1.2 Introduction

Welcome to our capstone project for PPOL 5206 Big Data and Cloud Computing, titled Forecasting Cryptocurrency Prices Using Machine Learning: An Analysis of Reddit Discussions. This collaborative effort by Cecil Philip John, Himangshu Kumar, Ocean Chen, and Olivia Zhou leverages the vast repository of big data to dissect the conversations surrounding Dogecoin within Reddit’s vibrant communities. Through meticulous collection and examination of data spanning an entire year from prominent subreddits such as r/cryptocurrency and r/dogecoin, our project seeks to unearth the nuanced relationships between the sentiment in online discussions and the market behavior of meme-based cryptocurrencies like Dogecoin.

Our exploration delves into distinguishing the degree to which price fluctuations are influenced by the enthusiastic participation of online communities versus external market shocks. By analyzing this comprehensive dataset, we aim to understand the dynamics that drive the valuation of meme coins and assess the predictive power of social media sentiment on their market performance. Ultimately, our study strives to establish a framework that could predict future investment opportunities by identifying patterns and implications drawn from the aggregated online discourse surrounding cryptocurrencies.

The data presented indicates that, between January 2022 and February 2023, the total number of comments and submissions on the selected subreddits amounted to 587,972. This figure encompasses the activity within the designated timeframe for the two subreddits under investigation. It is essential to emphasize that within the subreddit r/cryptocurrency, a significant segment of the discourse is specifically focused on Dogecoin. For the purpose of accurately isolating discussions pertinent to our study, a thorough review of the complete body of content is necessary.

For efficient processing of this large dataset, we employed PySpark, an open-source framework that facilitates using Apache Spark with Python. PySpark’s robust capabilities enabled rapid and efficient execution of complex data processing tasks, allowing for a scaled analysis and deeper exploration of the dataset.

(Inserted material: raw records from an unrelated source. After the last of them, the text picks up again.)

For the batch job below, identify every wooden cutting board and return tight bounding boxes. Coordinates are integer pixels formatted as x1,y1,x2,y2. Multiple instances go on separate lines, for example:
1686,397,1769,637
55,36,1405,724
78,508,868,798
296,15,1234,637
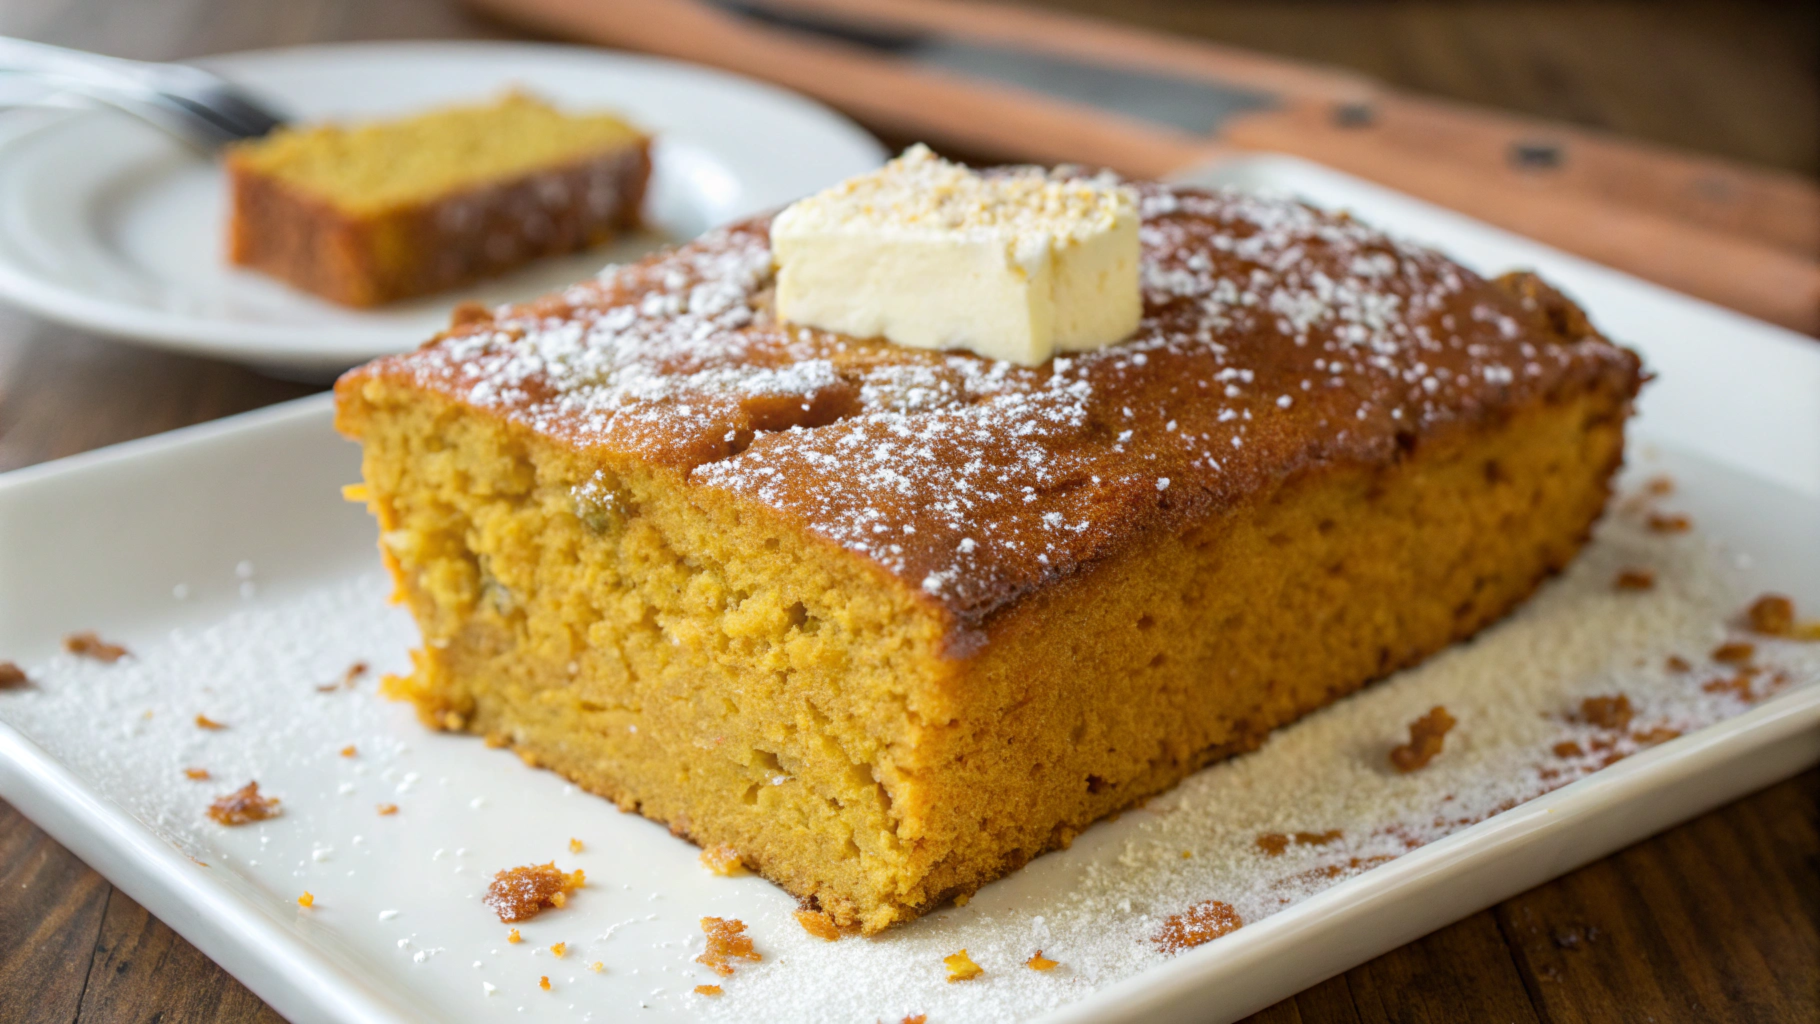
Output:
469,0,1820,336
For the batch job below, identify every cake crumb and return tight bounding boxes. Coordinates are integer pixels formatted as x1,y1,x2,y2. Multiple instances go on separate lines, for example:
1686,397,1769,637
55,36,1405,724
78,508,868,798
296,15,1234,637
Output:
183,767,210,780
195,714,227,731
1613,569,1655,591
1580,694,1633,730
953,893,971,907
1665,655,1691,672
1711,642,1754,665
1745,594,1820,639
207,782,280,825
568,837,584,854
588,961,603,973
484,863,584,922
1154,900,1243,953
341,483,371,503
794,909,841,941
377,803,398,816
943,949,983,982
507,928,522,944
340,745,357,757
1644,475,1675,495
697,917,761,977
550,942,566,958
343,661,368,686
1634,726,1682,746
1646,512,1691,534
0,662,29,688
699,844,746,876
64,632,129,663
694,985,723,997
1389,706,1456,772
297,891,314,908
1027,950,1060,971
1255,833,1289,856
1295,830,1343,847
1553,741,1583,758
539,975,550,991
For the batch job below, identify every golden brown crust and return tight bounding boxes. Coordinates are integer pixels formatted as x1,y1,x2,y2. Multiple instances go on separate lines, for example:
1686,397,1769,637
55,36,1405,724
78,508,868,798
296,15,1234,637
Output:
339,182,1642,634
229,142,650,306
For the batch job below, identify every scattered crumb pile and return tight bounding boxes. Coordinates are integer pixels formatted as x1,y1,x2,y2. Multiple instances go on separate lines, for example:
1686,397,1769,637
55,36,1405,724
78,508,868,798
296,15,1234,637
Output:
206,782,280,825
697,917,762,977
1152,900,1243,954
484,862,583,922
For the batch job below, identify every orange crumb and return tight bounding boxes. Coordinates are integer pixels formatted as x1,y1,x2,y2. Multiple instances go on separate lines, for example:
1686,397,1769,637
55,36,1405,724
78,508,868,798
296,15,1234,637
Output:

Recent research has intensively explored the impact of online communities on cryptocurrency markets, leveraging a variety of data sources and machine learning techniques to uncover the relationship between social media sentiment and market fluctuations. Tandon et al. (2021) and Agarwal et al. (2021) both utilized sentiment analysis on Twitter and Reddit discussions, demonstrating that positive social media sentiment can precede market upswings. Similarly, Seroyizhko (2022) focused on Reddit’s cryptocurrency subreddits, employing LSTM networks to predict price trends, highlighting the predictive value of specific online forums. Sridhar and Sanagavarapu (2021) advanced this discussion by applying a mix of NLP, Random Forest, and Gradient Boosting models, emphasizing the complex interplay between online sentiment and other market drivers.

In our analysis, we explore ten different questions that delve into various aspects of dogecoin. discussion on Reddit. From investigating the buy/sell signals in the discussion, most active users, the count of the post over time, to investigating the sentiment associated with different time periods, our research provides a big data perspective of how the online platform might influence the price of the dogecoin. By leveraging techniques like Exploratory Data Analysis (EDA), Natural Language Processing (NLP), and Machine Learning (ML) on a big data scale, we aim to uncover hidden patterns and trends that can shed light on the realities of investing in the crypto markets.